This study takes an evidence-based approach to making a personalised predictive tool for MSers. The aim is to be able to predict your chances of converting from CIS (clinically isolated syndrome) to CDMS (clinically-definite MS), RRMS (relapsing-remitting MS) to SPMS (secondary progressive MS) and your predicted level of disability at 10 and 20 years from diagnosis.
The author states that similar tools have previously been created but that they are not as user-friendly. Such predictive tools are commonplace in the management of cardiovascular disease, high cholestrol and hypertension and usually utilise large observational or prospective study data.
The programme inputs prognostic data from your MRI scans, OCB status, BREMS score, age at diagnosis/sex etc and measures this against natural history studies to provide a personalised prediction of your disease trajectory.
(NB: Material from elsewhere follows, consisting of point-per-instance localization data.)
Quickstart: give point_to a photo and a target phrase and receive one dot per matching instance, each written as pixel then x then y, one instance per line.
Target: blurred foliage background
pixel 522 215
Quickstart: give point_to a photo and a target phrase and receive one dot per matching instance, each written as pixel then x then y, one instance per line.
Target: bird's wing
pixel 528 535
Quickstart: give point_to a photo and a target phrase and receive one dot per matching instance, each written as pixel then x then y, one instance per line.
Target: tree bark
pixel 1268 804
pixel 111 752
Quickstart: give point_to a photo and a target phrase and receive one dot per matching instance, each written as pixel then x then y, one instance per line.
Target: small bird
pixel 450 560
The most useful aspect is that you can get separate predictions based on whether you start treatment or whether you opt to take a wait-and-see approach. This will undoubtedly help with decision making in the clinic.
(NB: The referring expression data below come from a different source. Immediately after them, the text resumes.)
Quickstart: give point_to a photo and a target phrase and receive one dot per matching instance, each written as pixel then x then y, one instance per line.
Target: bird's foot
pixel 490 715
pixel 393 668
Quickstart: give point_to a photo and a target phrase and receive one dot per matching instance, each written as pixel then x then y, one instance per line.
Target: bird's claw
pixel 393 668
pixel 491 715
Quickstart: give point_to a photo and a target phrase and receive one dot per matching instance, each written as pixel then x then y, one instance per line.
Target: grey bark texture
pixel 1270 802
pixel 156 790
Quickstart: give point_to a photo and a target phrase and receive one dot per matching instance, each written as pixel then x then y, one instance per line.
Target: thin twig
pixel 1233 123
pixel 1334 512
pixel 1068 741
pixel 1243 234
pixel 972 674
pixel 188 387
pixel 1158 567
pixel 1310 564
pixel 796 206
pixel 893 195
If this system is successful, I hope it evolves to give you statistics based on each specific treatment as this will help even more with the decision making process. The authors acknowledge that predictions of disability do not take into account cognitive impairment which is obviously an important limitation.
All in all, this is a good example of personalised medicine in a field where this can sometimes be lacking. What I mean by this is that MS is different in every patient and therefore the evidence that is out there isn't always relevant to you as an individual. Approaches that try to take a more personalised approach are the future of medicine.
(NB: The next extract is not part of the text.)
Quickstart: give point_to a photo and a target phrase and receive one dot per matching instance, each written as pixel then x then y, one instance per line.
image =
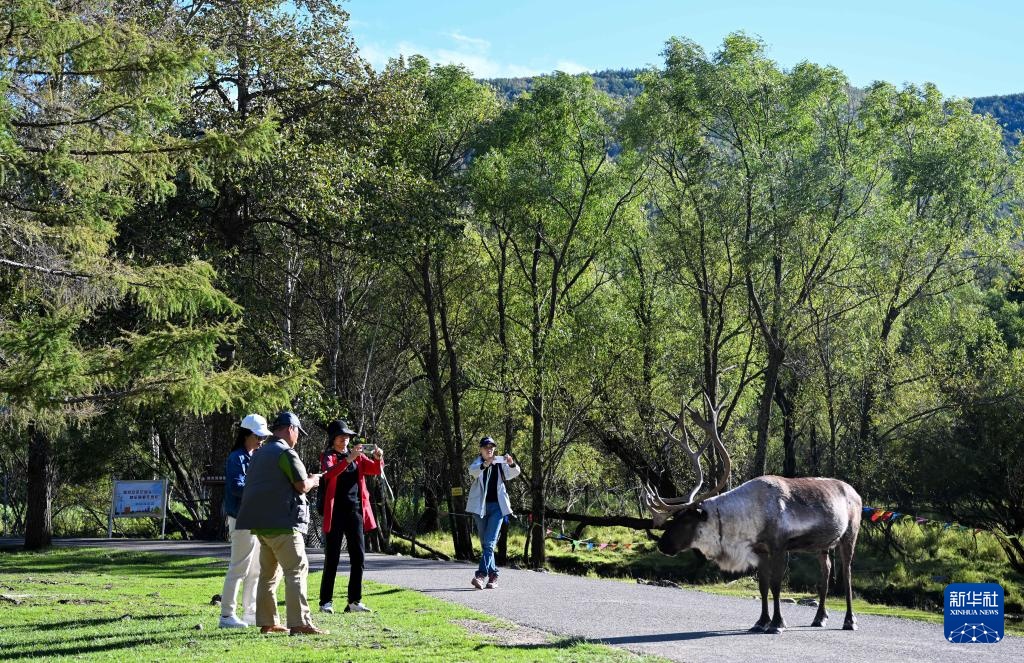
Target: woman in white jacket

A multiplicity of natural history studies of multiple sclerosis provides valuable knowledge of the disease progression but individualized prognosis remains elusive. A few decision support tools that assist the clinician in such task have emerged but have not received proper attention from clinicians and patients. The objective of the current work is to implement a web-based tool, conveying decision relevant prognostic scientific evidence, which will help clinicians discuss prognosis with individual patients. Data were extracted from a set of reference studies, especially those dealing with the natural history of multiple sclerosis. The web-based decision support tool for individualized prognosis simulation was implemented with NetLogo, a program environment suited for the development of complex adaptive systems. Its prototype has been launched online; it enables clinicians to predict both the likelihood of CIS to CDMS conversion, and the long-term prognosis of disability level and SPMS conversion, as well as assess and monitor the effects of treatment. More robust decision support tools, which convey scientific evidence and satisfy the needs of clinical practice by helping clinicians discuss prognosis expectations with individual patients, are required. The web-based simulation model herein introduced proposes to be a step forward toward this purpose.